When dealing with WSO2 ESB projects, you have to be especially careful with headers, for a lot of sensitive data might leak through them. Let's take an example. Here we have a typical usage of the ESB: expose a REST API to interface some services with a legacy SOAP back-end after some mapping.

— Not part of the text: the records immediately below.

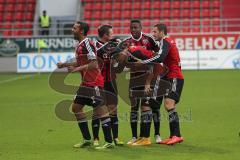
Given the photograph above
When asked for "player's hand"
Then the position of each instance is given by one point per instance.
(71, 69)
(147, 89)
(60, 65)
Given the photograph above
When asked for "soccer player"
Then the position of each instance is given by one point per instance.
(150, 107)
(169, 55)
(105, 34)
(90, 91)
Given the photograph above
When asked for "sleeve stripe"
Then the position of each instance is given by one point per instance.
(151, 59)
(91, 54)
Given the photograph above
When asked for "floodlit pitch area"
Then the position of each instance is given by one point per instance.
(209, 110)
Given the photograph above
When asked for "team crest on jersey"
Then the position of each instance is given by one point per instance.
(145, 41)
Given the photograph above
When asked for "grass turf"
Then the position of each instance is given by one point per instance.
(209, 109)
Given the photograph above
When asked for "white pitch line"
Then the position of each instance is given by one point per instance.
(16, 78)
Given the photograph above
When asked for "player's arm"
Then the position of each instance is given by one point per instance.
(154, 45)
(93, 64)
(66, 64)
(161, 55)
(92, 58)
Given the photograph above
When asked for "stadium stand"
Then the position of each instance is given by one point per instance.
(181, 16)
(197, 12)
(16, 17)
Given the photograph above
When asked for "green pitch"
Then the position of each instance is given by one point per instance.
(209, 109)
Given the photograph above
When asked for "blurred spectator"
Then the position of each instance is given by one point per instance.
(44, 23)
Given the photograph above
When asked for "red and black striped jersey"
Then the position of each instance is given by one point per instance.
(144, 41)
(105, 63)
(169, 56)
(86, 52)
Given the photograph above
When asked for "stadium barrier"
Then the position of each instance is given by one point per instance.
(191, 60)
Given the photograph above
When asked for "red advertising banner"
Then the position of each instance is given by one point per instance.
(207, 41)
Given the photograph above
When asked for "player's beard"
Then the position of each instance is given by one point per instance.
(136, 35)
(76, 36)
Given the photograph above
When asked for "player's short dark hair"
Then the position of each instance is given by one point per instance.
(84, 26)
(161, 27)
(104, 29)
(136, 21)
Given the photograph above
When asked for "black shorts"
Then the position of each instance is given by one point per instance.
(111, 92)
(159, 86)
(176, 89)
(91, 96)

| ==========> | | ===========> |
Client | | ESB | | SOAP backend
| <========== | | <=========== |
The backend access is protected with a Basic
authentication. Basically, it requires to add Base64(name_or_the_user:his_password)
to the Authorization
header; like so:
<api context="/constructionSite"
name="crm4sap-constructionSiteApi"
statistics="enable"
trace="enable"
xmlns="http://ws.apache.org/ns/synapse">
<resource faultSequence="crm4sap-errors" methods="POST">
<inSequence>
<sequence key="crm4sap-readEnvVars"/>
<datamapper config="gov:datamapper/map-constructionSite.dmc"
inputSchema="gov:datamapper/map-constructionSite_inputSchema.json"
inputType="JSON"
outputSchema="gov:datamapper/map-constructionSite_outputSchema.json"
outputType="XML"
xsltStyleSheet="gov:datamapper/map-constructionSite_xsltStyleSheet.xml"/>
<log level="full"/>
<header description="Authorization"
expression="fn:concat('Basic ', base64Encode(fn:concat($ctx:sap_user,':',$ctx:sap_password)))"
name="Authorization"
scope="transport"/>
<send>
<endpoint key="gov:endpoints/sap_constructionSite.xml"/>
</send>
</inSequence>
<outSequence>
<property name="messageType" scope="axis2" type="STRING" value="application/json"/>
<respond/>
</outSequence>
</resource>
</api>
Now, let's have a look at the answer
curl -X POST "http://127.0.0.1:8280/constructionSite" --data @env_dev/inputs/input_rsa1.json \
-H "Content-Type: application/json" -v
Note: Unnecessary use of -X or --request, POST is already inferred.
Trying 127.0.0.1...
TCP_NODELAY set
Connected to 127.0.0.1 (127.0.0.1) port 8280 (#0)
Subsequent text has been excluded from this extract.